Cheating (and) death
To estimate what the health effects of VW’s excess emissions have been (and will be), Prof. Barrett and colleagues based their calculations on measurements carried out by scientists at West Virginia University, who reported that the vehicles produced up to forty times the emissions allowed by law.
They then calculated how much (average) each vehicle would be driven over its lifetime, and combined these results with sales information between 2008 and 2015 to estimate total excess emissions during this period.
Three possible scenarios
The researchers then calculated the resulting emissions under three scenarios:
Current Scenario: where 482,000 vehicles have already spewed out excess emissions into the atmosphere.
Total Recall Scenario: where VW recalls every affected vehicle by the end of next year.
No Recall Scenario: where every affected vehicle remains on the road, emitting excess pollution throughout the course of its lifetime.
They then worked out what the health effect would be under each scenario, using a method they had developed to map emissions estimates to public exposure to ozone and fine particulate matter.
Diesel automobiles emit nitrogen oxides, which react in the air to form ozone and fine particulate matter.

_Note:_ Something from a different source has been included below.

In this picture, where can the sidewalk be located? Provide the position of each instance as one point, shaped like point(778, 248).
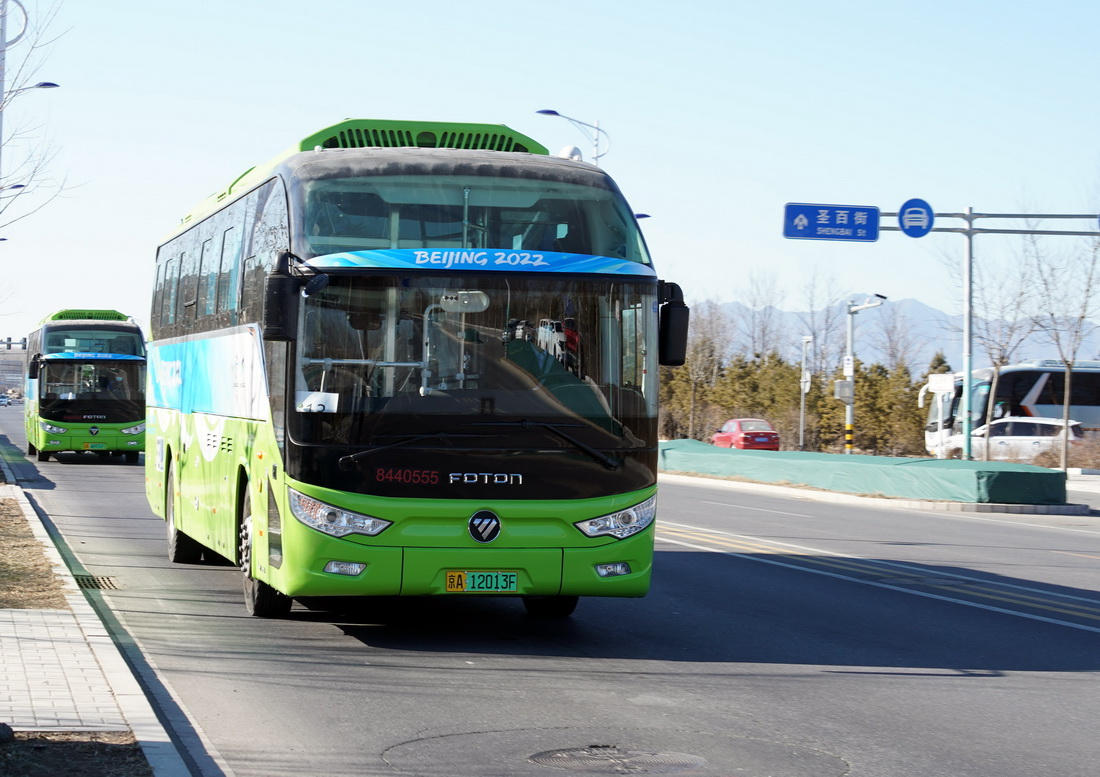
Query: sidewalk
point(61, 670)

Prof. Barrett’s approach essentially maps emissions estimates to public health risk, accounting for the atmospheric chemistry and transport of the pollutants.
Prof. Barrett explained:
“We all have risk factors in our lives, and is another small risk factor. If you take into account the additional risk due to the excess Volkswagen emissions, then roughly 60 people have died or will die early, and on average, a decade or more early.”
The authors say that per kilometer driven, this figure is about 20% of the number of deaths caused by road accidents.
Prof. Barrett said:
“So it’s about the same order of magnitude, just from these excess emissions. If nothing’s done, these excess emissions will cause around another 140 deaths. However, two-thirds of the total deaths could be avoided if the recalls could be done quickly, in the course of the next year.”
In an Abstract in the journal, the authors concluded:
“When monetizing premature mortality using EPA-recommended data, we find a social cost of ~$450m over the sales period. For the current fleet, we estimate that a return to compliance for all affected vehicles by the end of 2016 will avert ~130 early deaths and avoid ~$840m in social costs compared to a counterfactual case without recall.”
Citation: “Impact of the Volkswagen emissions control defeat device on US public health,” Steven R H Barrett, Raymond L Speth, Sebastian D Eastham, Irene C Dedoussi, Akshay Ashok, Robert Malina and David W Keith. Environmental Research Letters, Volume 10, Number 11. Published 29 October 2015. DOI: 10.1088/1748-9326/10/11/114005.